Roosters 28 Gold Coast 32
FOR all the good deeds Preston Campbell did with the ball against the Roosters last night, it was his tackle on Willie Mason in the dying minutes - which forced him from the field with concussion - that clinched the four-point victory.
Yet it's even more remarkable when you hear the diminutive fullback provide his version of events.
"I think I hit Big Willie's big willie," he said afterwards, sending reporters into raptures. "It gave me a bit of a knock on the head. I felt straight away that my legs were gone. I tried to come forward but I had nothing in the tank. I was a bit dazed for a little while there. As soon as I got off the field, I felt fine. I just thought I would've been a bit of a liability."

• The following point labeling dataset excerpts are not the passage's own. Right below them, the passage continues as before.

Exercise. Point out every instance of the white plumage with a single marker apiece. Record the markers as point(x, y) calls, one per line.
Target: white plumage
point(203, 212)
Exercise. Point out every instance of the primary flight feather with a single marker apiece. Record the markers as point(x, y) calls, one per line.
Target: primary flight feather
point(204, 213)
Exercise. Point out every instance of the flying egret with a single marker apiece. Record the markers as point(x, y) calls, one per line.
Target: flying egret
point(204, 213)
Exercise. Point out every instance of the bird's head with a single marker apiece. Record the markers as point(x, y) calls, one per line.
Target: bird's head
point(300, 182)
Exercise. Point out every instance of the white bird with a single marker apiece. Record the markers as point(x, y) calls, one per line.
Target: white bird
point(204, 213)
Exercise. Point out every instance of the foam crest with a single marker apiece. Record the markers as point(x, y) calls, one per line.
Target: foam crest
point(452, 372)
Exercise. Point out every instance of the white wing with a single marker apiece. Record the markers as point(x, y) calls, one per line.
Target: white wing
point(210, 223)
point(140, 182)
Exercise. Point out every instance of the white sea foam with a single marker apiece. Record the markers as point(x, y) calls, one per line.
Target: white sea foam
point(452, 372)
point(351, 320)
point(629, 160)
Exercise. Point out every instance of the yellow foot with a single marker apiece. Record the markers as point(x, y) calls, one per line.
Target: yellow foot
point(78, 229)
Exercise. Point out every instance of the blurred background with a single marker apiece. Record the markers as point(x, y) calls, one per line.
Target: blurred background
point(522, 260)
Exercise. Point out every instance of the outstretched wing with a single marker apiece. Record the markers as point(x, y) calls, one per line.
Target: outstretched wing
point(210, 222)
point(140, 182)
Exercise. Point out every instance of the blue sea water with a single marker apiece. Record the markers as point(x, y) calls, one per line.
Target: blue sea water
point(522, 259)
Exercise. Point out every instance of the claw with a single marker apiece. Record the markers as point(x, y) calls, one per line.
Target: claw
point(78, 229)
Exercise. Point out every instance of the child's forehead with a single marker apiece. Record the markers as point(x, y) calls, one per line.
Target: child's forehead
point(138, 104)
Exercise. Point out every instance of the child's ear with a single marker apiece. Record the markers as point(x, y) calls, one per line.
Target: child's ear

For the preceding 77 minutes, he had been anything but.
After the Roosters led 28-16 at half-time, Titans five-eighth Mat Rogers sauntered through to put his team back into the contest. Then Campbell used his streetwise cunning to milk a penalty before throwing three dummies to put centre Josh Graham over in the ensuing set to level the scores 28-28.
Five minutes later, he put up a crosskick that found centre Gavin Cooper, whose astounding catch and pass put winger Ben Jeffery over for the matchwinner.
But it was Campbell's effort in chopping down Mason - who weighs 37 kilograms more than he does - with minutes to go that was still reverberating around the SFS last night. Campbell regained his feet, tackled Braith Anasta, and then struggled up the tunnel.
"He smells when the danger's on," Titans coach John Cartwright said. "If he tackled like that every time, he would've retired seven years ago. When there's that crucial moment, he smells it and lines it up and leads with his head. He always brings them down - but he stays down as well."
Campbell, who seemed unaffected by the head knock standing outside the jubilant Titans dressing room, said: "I need to get down and dig my shoudlers in but I don't get my head out of the road in time."
Campbell's courage was one of the many highlights for the Titans in just their second away win this year and their first since captain and halfback Scott Prince's season was ended when his arm was shattered while playing for Queensland in Origin III.
With a play-offs berth probably resting on the result, they had sprinted to a 12-0 lead after just four minutes through crossfield kicks to rookie halfback Brad Davis.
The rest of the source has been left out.